Based on the comments I received:

$\mathbb{Z}$ is isomorphic to some subdomain of $R$. Extend this to a field of fractions inside $R$. This extension will be isomorphic to $\mathbb{Q}$ as this is the field of fractions of $\mathbb{Z}$. Then verifying the vector space axioms (is this necessary or is there shortcut?) gives the desired result.

Is this correct?

Answer 1

Hint: Because $R$ is a field of characteristic $0$, every nonzero element of $\Bbb{Z}\subset R$ is invertible.
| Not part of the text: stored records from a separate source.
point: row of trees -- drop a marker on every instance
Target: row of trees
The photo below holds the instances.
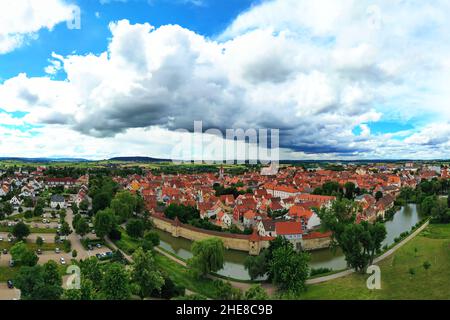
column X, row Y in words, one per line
column 282, row 264
column 333, row 188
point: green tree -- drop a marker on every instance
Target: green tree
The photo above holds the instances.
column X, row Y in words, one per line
column 256, row 292
column 84, row 205
column 104, row 222
column 378, row 195
column 257, row 266
column 39, row 241
column 208, row 256
column 65, row 229
column 135, row 228
column 81, row 227
column 23, row 256
column 123, row 205
column 145, row 273
column 350, row 189
column 21, row 231
column 359, row 242
column 115, row 282
column 90, row 270
column 289, row 269
column 7, row 208
column 39, row 282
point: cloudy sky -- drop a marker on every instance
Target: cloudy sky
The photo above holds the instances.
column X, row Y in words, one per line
column 340, row 79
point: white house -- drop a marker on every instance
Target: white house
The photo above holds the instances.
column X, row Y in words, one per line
column 15, row 202
column 57, row 200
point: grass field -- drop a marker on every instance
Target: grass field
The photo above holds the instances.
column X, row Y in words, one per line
column 397, row 280
column 181, row 276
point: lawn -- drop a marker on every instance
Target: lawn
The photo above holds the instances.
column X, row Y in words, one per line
column 31, row 245
column 7, row 273
column 181, row 276
column 397, row 282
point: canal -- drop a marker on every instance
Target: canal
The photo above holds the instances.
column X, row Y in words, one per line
column 402, row 221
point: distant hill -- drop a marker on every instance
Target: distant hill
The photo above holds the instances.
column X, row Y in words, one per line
column 43, row 159
column 138, row 159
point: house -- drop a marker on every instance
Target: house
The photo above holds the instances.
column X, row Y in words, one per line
column 250, row 218
column 224, row 219
column 291, row 231
column 282, row 191
column 15, row 202
column 57, row 200
column 266, row 228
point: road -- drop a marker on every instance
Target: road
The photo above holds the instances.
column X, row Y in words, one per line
column 82, row 253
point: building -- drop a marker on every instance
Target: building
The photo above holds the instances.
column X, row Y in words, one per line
column 57, row 200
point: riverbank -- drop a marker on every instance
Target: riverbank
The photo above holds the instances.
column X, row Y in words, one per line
column 403, row 275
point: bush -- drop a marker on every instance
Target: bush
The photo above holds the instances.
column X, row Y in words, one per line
column 115, row 234
column 317, row 271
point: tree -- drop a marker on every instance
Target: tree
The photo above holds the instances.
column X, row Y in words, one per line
column 7, row 208
column 123, row 205
column 23, row 256
column 350, row 189
column 81, row 227
column 145, row 273
column 359, row 242
column 84, row 205
column 86, row 292
column 289, row 269
column 39, row 282
column 151, row 239
column 115, row 282
column 257, row 266
column 104, row 222
column 75, row 208
column 90, row 269
column 100, row 202
column 135, row 228
column 208, row 256
column 65, row 229
column 256, row 292
column 21, row 230
column 378, row 195
column 39, row 241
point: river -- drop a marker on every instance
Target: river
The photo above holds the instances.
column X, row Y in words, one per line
column 402, row 221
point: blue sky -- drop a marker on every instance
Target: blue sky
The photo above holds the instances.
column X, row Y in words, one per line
column 339, row 78
column 207, row 17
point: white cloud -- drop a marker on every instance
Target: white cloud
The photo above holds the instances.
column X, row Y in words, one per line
column 20, row 20
column 314, row 69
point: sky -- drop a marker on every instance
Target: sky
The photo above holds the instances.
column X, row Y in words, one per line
column 339, row 79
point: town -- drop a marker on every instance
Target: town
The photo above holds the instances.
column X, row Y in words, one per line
column 247, row 209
Once you have shown that $\Bbb{Q}\subset R$ all the vector space axioms are easily verified because $R$ is a field that contains $\Bbb{Q}$ as a subfield. Note that half of the axioms are already satisfied a priori because $R$ is a field. It might even be worth proving that in general:

If $R$ is a field and $S\subset R$ is a subfield then $R$ is a vector space over $S$.

Answer 2

Consider $Z \subseteq R$ defined by $$Z= \{\dots,-1-1,-1,0,1, 1+1, \dots\}$$

and put $$Q := \{ab^{-1}: a,b \in Z, b \neq 0\}$$

Then $\mathbb{Q}\cong Q$. Let $f: \mathbb{Q} \to Q$ be this isomorphism. We can view $R$ as a $Q$-vector space by letting $Q$ act on $R$ by ring multiplication.

Then $$q. r = \phi(q)r; \quad q \in \mathbb{Q}, r \in R$$

defines a $\mathbb{Q}$-scalar multiplication on $R$ and we get that $R$ is a $\mathbb{Q}$-vector space.

So basically the idea is to find an isomorphic copy of $\mathbb{Q}$ inside $R$ and use this to get the vector space structure you like.